Q: Today’s culture defines health as a perfect state of well-being, but paradoxically fights life itself through abortion and euthanasia. What conditions are needed to promote the person’s well-being and the common good?

Cardinal Lozano Barragán: Perfect well-being does not exist on this earth because the Lord promised us happiness, not well-being. Therefore, the basic error of this type of postmodern concept is the confusion between well-being and happiness.

The person cannot be well and still be happy, or be very well and yet be very unhappy, as the high suicide rate in highly developed countries shows.

Q: What are the consequences of the “culture of death” that humanity today refuses to see or recognize?

Cardinal Lozano Barragán: The “aging” of certain countries, of the world. For example, Italy’s population is the oldest in the world, and that’s because there are very few births.

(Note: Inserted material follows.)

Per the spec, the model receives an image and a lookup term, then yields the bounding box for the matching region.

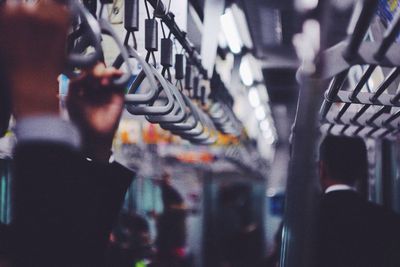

Q: What link exists between the promotion of health, the development of technologies and the promotion of the common good?

Cardinal Lozano Barragán: There should exist a very close link, in the sense that technology should be based on ethics: Technology as such has, in fact, possibility as its law, while ethics has an aim, a goal.

If we leave technology as only possibility, it remains neutral. It can destroy or build up. Ethics gives it direction. Therefore, highly developed technology without ethics is like a Ferrari without a steering wheel.

Q: What are the priorities in your work at the Pontifical Council for Health Care Ministry in this regard?

Cardinal Lozano Barragán: To give the world, as spokesmen of the pontifical magisterium, the meaning of suffering, the meaning of pain and the meaning of the death and resurrection of the Lord.